[PATCH] D15779: [ELF] - Implemented optimization for R_X86_64_GOTPCREL relocation.

Rui Ueyama via llvm-commits llvm-commits at lists.llvm.org
Wed Jan 20 15:08:42 PST 2016


On Wed, Jan 20, 2016 at 12:23 AM, George Rimar <grimar at accesssoftek.com>
wrote:

> grimar added a comment.
>
> In http://reviews.llvm.org/D15779#330631, @ruiu wrote:
>
> > This is not a comment for this particular patch, but in general, pieces
> of code for code relaxation are scattered to many places -- you have
> multiple calls of canXXX and call optimizeXXX at some place. It tend to
> hard to understand. Each patch doesn't increase complexity that much, but
> when they accumulate, they look being entangled.
> >
> > Can we separate code relaxation from relocation application? I think
> that we can create a function that visits all relocations and rewrite code
> and possibly relocations to relax code, and call that function before
> applying relocations. Then when we are applying relocations, we don't need
> to think about code relaxation at all. Anyway, I'd like to find some way to
> reduce complexity of relocation application.
>
>
> I need to think about how possible to do that better. In general that
> looks for me like additional pass through all relocations and marking them
> or excluding from futher pass. Idea itself looks attractive for me, but I
> afraid of possible code duplication that might happen in that case.
> Also do you mean you want to see that change before landing any other
> relaxation patch or its fine to make it right after current pending ones
> (there are two of them from my side now at reviews:
> http://reviews.llvm.org/D16201, http://reviews.llvm.org/D15779) ?

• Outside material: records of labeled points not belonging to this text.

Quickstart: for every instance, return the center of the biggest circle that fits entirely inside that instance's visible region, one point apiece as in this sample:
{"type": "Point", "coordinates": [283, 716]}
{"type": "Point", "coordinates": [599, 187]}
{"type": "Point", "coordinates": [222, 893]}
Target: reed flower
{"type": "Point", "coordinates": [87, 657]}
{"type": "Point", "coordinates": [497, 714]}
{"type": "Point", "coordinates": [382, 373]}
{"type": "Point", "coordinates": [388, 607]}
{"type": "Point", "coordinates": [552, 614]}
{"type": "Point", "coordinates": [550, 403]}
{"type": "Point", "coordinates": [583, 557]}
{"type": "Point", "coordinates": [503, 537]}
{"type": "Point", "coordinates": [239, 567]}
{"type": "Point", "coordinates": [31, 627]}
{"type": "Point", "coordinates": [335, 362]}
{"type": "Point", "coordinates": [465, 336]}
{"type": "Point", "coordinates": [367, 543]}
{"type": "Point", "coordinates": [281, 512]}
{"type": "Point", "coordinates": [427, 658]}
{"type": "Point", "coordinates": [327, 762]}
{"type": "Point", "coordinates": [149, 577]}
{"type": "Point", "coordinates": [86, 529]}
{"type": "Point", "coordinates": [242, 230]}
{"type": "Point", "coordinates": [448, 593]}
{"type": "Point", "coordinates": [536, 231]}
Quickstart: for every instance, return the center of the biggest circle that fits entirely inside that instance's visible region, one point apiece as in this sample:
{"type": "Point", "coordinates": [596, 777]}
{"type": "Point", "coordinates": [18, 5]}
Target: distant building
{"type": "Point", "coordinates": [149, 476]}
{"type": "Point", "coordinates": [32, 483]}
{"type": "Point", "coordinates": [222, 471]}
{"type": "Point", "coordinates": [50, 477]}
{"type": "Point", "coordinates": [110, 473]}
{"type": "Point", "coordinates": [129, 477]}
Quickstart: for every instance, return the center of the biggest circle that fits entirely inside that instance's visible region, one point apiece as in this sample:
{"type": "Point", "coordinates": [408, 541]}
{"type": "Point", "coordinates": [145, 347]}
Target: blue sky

Currently relocations are applied and optimized in a single pass. It would
be great if we can split it into two passes, assuming that (1) there's not
much code duplication between the two passes, and (2) that doesn't increase
link time that much. I believe (1) is not really a concern because the
first pass focuses only on code relaxation and the second on relocation
application, so their work doesn't overlap, therefore there should not be
that much code duplication. As to (2), I'd expect that the performance
impact would be fairly small from my experience to write markLive()
function which visits all relocations.

Overall, I think it's worth a shot.

I don't like to see many more code relaxations because it makes code
refactoring harder. Fortunately, code relaxation is an optional
optimization, so you don't have to do that, so we can suspend that for now.